A side note here about the role of the horse. While the work of the teamster (the term for men moving cargo with horses and wagons) declined somewhat with rail service, horses, carriages and sleighs were still necessary for road travel in and out of town, and transporting guests to the burgeoning resorts and inns. As mentioned the horse teams also pulled those huge, wooden cylindrical snow rollers, making winter road travel possible.

Rail travel in the area peaked in the late nineteenth and early twentieth centuries. But by the second decade of the twentieth century, the introduction of mass-produced gas powered trucks and automobiles signaled its downfall. The local Woodstock Railway fell on hard financial times in the 1920s, and the last run by a locomotive pulling railcars over the tracks took place in 1933.

The Age of The Automobile

The end of rail traffic between White River Junction and Woodstock did not decrease visitor traffic to the area, but increased it. The path of the old Woodstock Railway was designated the route of a new paved road, Route 4. Rail track was pulled up, and in its place a new concrete highway was built. The formidable Quechee Gorge bridge, built and rebuilt to handle more and more rail traffic, As was true at the turn of the century, winter recreation activities brought in many visitors. In the 1930s, skiing was becoming more and more popular, in part because of a local innovation. In 1934, the first rope tow went into operation on Gilbert’s Hill in Woodstock. Ski hills became much more accessible as a result, bringing an even greater influx of winter enthusiasts.

With the new highway bringing in more tourists, particularly those of more modest means, motor lodges and motels sprang up along the route. Along with those, diners and other tourist related businesses resulted. These new economic opportunities brought about new energy for the region.

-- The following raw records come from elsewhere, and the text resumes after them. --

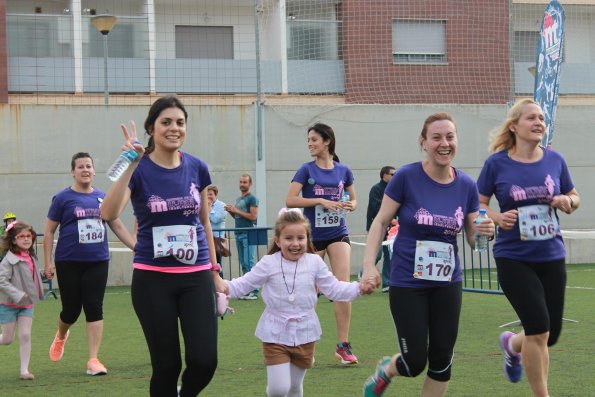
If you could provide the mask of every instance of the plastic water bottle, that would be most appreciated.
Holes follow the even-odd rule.
[[[484,219],[488,219],[487,211],[482,208],[479,210],[479,216],[475,218],[475,223],[480,224]],[[488,237],[479,233],[475,234],[475,252],[486,252],[488,250]]]
[[[112,164],[112,166],[107,170],[107,177],[109,180],[115,182],[120,179],[128,167],[130,167],[130,164],[132,164],[137,158],[138,153],[136,153],[134,150],[128,150],[127,152],[120,153],[116,161],[114,161],[114,164]]]
[[[343,194],[341,195],[341,202],[342,203],[348,203],[351,201],[351,197],[349,196],[349,193],[347,193],[346,191],[343,191]],[[347,213],[349,211],[346,209],[341,209],[341,215],[346,216]]]

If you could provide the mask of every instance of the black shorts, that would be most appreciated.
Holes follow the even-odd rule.
[[[316,252],[324,251],[324,250],[326,250],[326,248],[329,245],[334,244],[334,243],[347,243],[347,244],[351,245],[351,241],[349,241],[349,236],[346,234],[336,237],[331,240],[312,241],[312,244],[314,244],[314,249],[316,250]]]
[[[525,330],[525,335],[550,333],[548,344],[556,343],[562,329],[566,265],[495,258],[498,281]]]

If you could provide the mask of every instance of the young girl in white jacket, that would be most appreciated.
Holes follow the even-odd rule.
[[[314,345],[322,334],[315,312],[316,287],[333,301],[361,295],[359,282],[339,281],[313,253],[310,223],[299,211],[282,212],[268,252],[250,272],[227,281],[238,298],[262,288],[266,305],[256,327],[267,367],[267,395],[301,397],[306,370],[314,365]]]

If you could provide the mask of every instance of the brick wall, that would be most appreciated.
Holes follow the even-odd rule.
[[[339,17],[347,102],[508,102],[508,0],[344,0]],[[446,20],[447,64],[393,64],[394,18]]]
[[[8,54],[6,47],[6,0],[0,0],[0,103],[8,103]]]

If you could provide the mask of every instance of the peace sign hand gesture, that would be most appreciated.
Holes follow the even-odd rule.
[[[130,133],[128,132],[128,128],[126,128],[126,124],[120,124],[120,128],[122,128],[122,133],[124,134],[124,140],[126,143],[122,145],[122,150],[127,152],[129,150],[134,150],[136,154],[138,154],[138,160],[143,157],[145,153],[145,148],[138,140],[138,135],[136,134],[136,123],[134,120],[130,120]]]

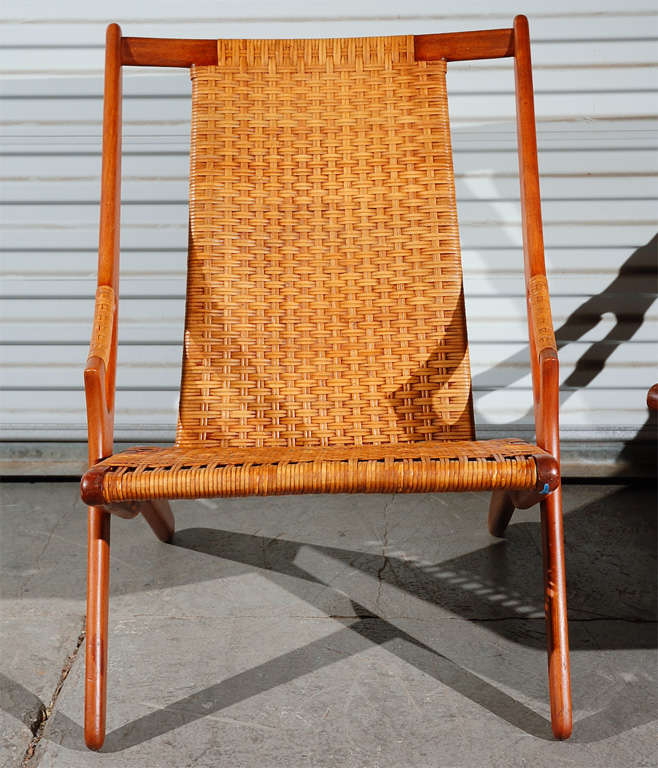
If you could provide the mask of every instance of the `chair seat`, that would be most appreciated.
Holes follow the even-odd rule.
[[[89,505],[289,493],[413,493],[538,489],[557,461],[521,440],[313,448],[134,448],[82,479]]]

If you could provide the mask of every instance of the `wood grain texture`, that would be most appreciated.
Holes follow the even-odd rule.
[[[486,29],[416,35],[415,50],[418,61],[500,59],[514,55],[514,32],[512,29]]]
[[[546,275],[533,275],[528,280],[528,308],[537,354],[540,354],[544,349],[557,351]]]
[[[121,28],[107,28],[103,167],[98,249],[98,304],[84,372],[89,464],[112,452],[117,349],[119,223],[121,208]],[[101,340],[101,343],[98,343]],[[85,742],[100,749],[105,739],[107,641],[110,590],[110,515],[89,508],[85,646]]]
[[[96,289],[96,306],[91,332],[89,357],[98,357],[103,361],[105,370],[109,370],[112,355],[112,335],[117,302],[114,289],[109,285],[99,285]]]
[[[514,54],[511,29],[416,35],[414,45],[417,61],[470,61]],[[124,37],[121,63],[134,67],[213,65],[217,64],[216,41]]]
[[[156,37],[124,37],[121,63],[127,67],[191,67],[216,64],[215,40],[177,40]]]
[[[562,488],[540,504],[551,726],[556,739],[572,731],[571,672],[567,625]]]
[[[102,508],[89,508],[87,547],[84,732],[97,750],[105,741],[110,592],[110,514]]]

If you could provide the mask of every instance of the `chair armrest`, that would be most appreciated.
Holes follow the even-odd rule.
[[[99,285],[96,289],[96,305],[94,307],[94,324],[91,331],[91,343],[87,360],[99,357],[105,364],[105,370],[110,368],[112,352],[112,336],[116,317],[116,299],[114,289],[109,285]]]
[[[528,279],[527,294],[537,445],[559,461],[560,364],[545,274]]]
[[[557,352],[546,275],[533,275],[528,280],[528,311],[530,332],[537,357],[546,349]]]
[[[91,343],[84,371],[90,465],[112,452],[116,309],[114,290],[108,285],[98,286]]]
[[[544,264],[530,36],[525,16],[514,19],[514,80],[535,430],[537,445],[559,462],[559,362]]]
[[[538,397],[535,400],[537,445],[560,461],[560,364],[548,347],[538,355]]]

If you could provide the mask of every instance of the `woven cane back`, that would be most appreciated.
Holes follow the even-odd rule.
[[[177,445],[473,439],[445,62],[220,40],[192,68]]]

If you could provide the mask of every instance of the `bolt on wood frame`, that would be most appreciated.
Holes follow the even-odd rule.
[[[511,29],[415,37],[417,60],[468,61],[514,58],[524,271],[537,445],[559,461],[558,357],[550,313],[542,235],[530,39],[525,16]],[[119,295],[121,190],[121,77],[123,66],[190,67],[217,64],[216,40],[122,37],[107,29],[103,111],[98,290],[94,329],[84,380],[89,465],[112,453]],[[515,508],[540,502],[551,722],[558,739],[571,734],[571,692],[561,488],[545,498],[536,491],[494,491],[489,530],[502,536]],[[100,749],[105,738],[109,600],[110,514],[142,513],[155,534],[168,541],[174,530],[163,500],[89,507],[86,625],[85,740]]]

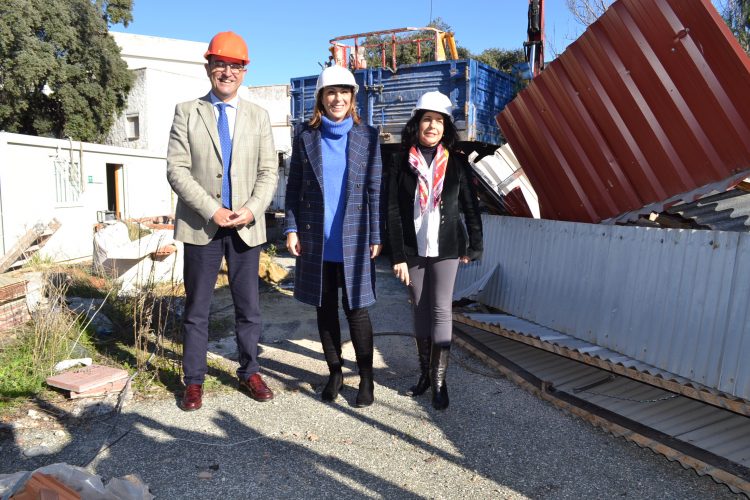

The biggest change for Vermont and our region with regard to auto transportation was the building of the interstate system. Between the
late 1950s and the 1970s, the construction of I-89 and I-91 further increased the ability of urban dwellers from the metropolitan areas of the east coast to visit and settle in the region. It also affected the economic face of places such as Quechee and White River Junction, as the mills, railroads, and manufacturing concerns gave way to more service and tourist orientated businesses.